When this fellow said that he is not obliged to reconcile his practices and views with the contents of the Taiji classics–because their authors might have been wrong, and their language is open to interpretation anyway–I realized that he couldn’t possibly be serious. Anyone who hangs a shingle to advertise themselves as a Taijiquan instructor, is trading on the reputation of previous generations.
It doesn’t even matter whether the classics are right or wrong. You cannot simply ignore them, for the same reason that a Christian pastor cannot ignore the contents of the Bible.
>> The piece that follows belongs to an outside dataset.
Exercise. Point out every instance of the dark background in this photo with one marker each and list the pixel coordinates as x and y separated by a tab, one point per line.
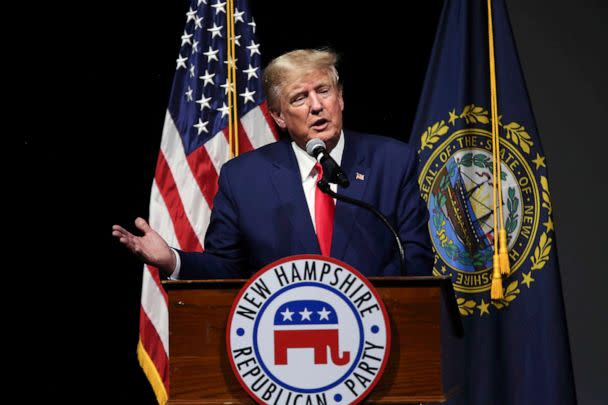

For the same reason you cannot sell gallons of bathtub “Coca-Cola” on the street, and then respond to the inevitable complaints by declaring that your version tastes even better.
One can always dispute the correct definition of the art, sure, but one cannot dismiss the significance of the standard definition outright, while at the same time relying upon it to identify or promote one’s own method. That is three different kinds of wrong.
When this fellow compared the practitioners of traditional moving-step tuishou to a caveman struggling with a sniper rifle–too stupid to employ their precision tool correctly, and opting to use it as a club instead–I knew he was having a laugh. There is just no other possibility, considering that his own preferred method suspiciously resembles the standard American competitive fixed form, which is roundly mocked for its decadence.
Eliminating tension is necessary but insufficient. Yes, it is immensely difficult to forgo any and all physical, intellectual and emotional tension while at the same time stepping around the floor in an agile and unscripted fashion, maintaining contact with an unpredictable partner, continuously circling with both arms, and neutralizing that partner’s attempts to apply the eight energies while searching for opportunities to apply their own. But if we intend to play the game of Taijiquan pushing hands (as opposed to making up a new game with the same name), this is the standard.
The exercise I have just described is fully congruent with the classics; it demands relaxation; it is good exercise; it is fun; and yes, it is relevant to combat.
Then he said that people who want to learn how to protect their head should give up on Taijiquan, and take up boxing instead.
OMFG LULZ. The good news is, I’m finally in on the joke.